The Liquid Room stage seems to have been directly copied from an early eighties edition of Top of the Pops. Glaring white lights, a double bank of keyboards and, most telling of all, a small drum kit complete with synth pads. I’m half expecting A Flock of Seagulls to waltz on. But instead we get the self-effacing presence of Mercury nominated James Blake parking himself behind the artificial ivories, with a guitarist and drummer following shortly.

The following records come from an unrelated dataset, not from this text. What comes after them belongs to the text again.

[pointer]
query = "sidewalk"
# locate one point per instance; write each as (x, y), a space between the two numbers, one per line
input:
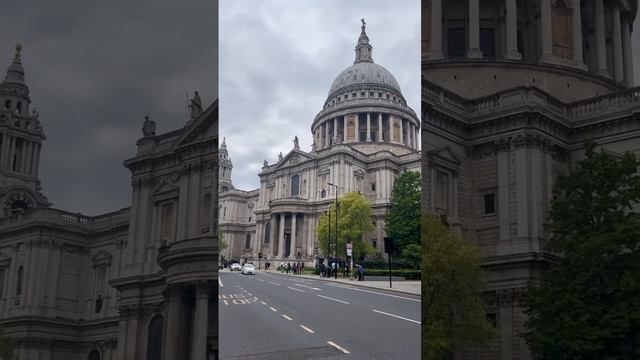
(411, 287)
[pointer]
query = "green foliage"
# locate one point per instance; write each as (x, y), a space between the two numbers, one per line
(354, 219)
(402, 222)
(453, 315)
(586, 306)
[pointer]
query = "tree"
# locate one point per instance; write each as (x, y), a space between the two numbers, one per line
(402, 222)
(586, 306)
(354, 219)
(453, 314)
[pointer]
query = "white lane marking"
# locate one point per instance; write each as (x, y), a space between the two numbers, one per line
(375, 292)
(326, 297)
(308, 287)
(338, 347)
(307, 329)
(399, 317)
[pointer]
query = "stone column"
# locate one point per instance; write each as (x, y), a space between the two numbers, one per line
(547, 36)
(281, 237)
(618, 70)
(512, 31)
(368, 126)
(474, 30)
(344, 129)
(626, 53)
(326, 134)
(577, 34)
(200, 322)
(272, 233)
(601, 46)
(173, 296)
(292, 252)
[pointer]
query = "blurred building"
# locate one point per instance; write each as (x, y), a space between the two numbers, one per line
(364, 136)
(510, 91)
(121, 285)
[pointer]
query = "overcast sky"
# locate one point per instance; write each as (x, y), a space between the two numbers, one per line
(278, 59)
(95, 69)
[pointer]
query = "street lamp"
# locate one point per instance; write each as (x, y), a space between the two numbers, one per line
(336, 186)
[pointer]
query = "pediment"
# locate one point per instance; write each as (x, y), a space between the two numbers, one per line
(165, 186)
(444, 153)
(102, 258)
(293, 158)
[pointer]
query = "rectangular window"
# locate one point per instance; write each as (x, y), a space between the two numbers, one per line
(456, 42)
(489, 204)
(295, 185)
(488, 42)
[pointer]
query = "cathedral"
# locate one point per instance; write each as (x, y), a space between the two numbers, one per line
(510, 92)
(364, 136)
(122, 285)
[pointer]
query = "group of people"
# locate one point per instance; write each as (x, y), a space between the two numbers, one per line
(296, 268)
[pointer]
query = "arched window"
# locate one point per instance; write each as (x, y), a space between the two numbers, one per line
(98, 307)
(267, 233)
(19, 282)
(94, 355)
(562, 30)
(154, 338)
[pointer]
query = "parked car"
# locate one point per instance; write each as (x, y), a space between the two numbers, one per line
(248, 269)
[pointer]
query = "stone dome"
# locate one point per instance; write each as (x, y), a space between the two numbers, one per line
(364, 73)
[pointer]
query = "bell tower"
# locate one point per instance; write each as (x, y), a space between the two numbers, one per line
(225, 168)
(21, 139)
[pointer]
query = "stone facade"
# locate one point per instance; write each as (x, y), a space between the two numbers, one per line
(507, 113)
(121, 285)
(364, 136)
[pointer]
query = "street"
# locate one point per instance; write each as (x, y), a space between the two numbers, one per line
(274, 316)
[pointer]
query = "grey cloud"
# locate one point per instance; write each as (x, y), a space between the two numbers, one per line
(95, 69)
(278, 59)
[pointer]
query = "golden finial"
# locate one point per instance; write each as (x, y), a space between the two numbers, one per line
(17, 58)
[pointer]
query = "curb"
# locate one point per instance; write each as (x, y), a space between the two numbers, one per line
(355, 283)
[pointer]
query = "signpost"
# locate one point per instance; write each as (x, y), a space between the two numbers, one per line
(388, 248)
(350, 257)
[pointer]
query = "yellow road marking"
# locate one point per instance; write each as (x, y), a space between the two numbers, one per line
(307, 329)
(338, 347)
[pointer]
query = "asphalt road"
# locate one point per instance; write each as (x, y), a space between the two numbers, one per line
(271, 316)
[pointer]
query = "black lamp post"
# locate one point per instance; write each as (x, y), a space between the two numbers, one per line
(336, 186)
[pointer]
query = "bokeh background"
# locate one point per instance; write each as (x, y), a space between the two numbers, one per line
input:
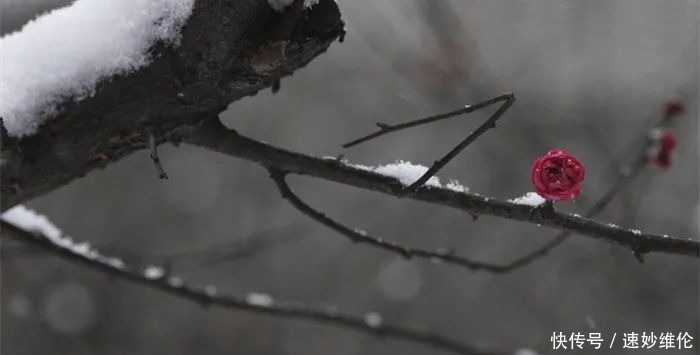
(589, 76)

Signed to a major label and with a university degree in popular music, Blake could very much be taken as the pleasant Radio 2-friendly face of dubstep. But with an intro of pastoral electronica worthy of legendary German composer Roedelius which then segues into clusters of Blake’s own digitally chopped and screwed vocals, it’s clear Blake is worthy of the critical praise that has come his way. In fact, he could almost be seen as taking the urban melancholic introspection of Nick Drake and transposing it onto 21st century musical idioms.
Much of tonight’s short set (“We actually don’t have that much music”, confesses Blake) is taken from his self-titled album released earlier this year and is resolutely hauntingly downbeat, music for late night buses driving down rain-soaked streets. But a couple of instrumental numbers raise the tempo markedly, complete with colossal bass detonations which severely test the Liquid Room’s sound system.
It’s at these moments that tonight really takes off, as Blake howls wordless vocals atop the rush and momentum of beats and bass. Multi-hued lights strafe the audience and the singer-songwriter noose is removed from Blake’s neck as the energised crowd is gleefully pulverised by sound.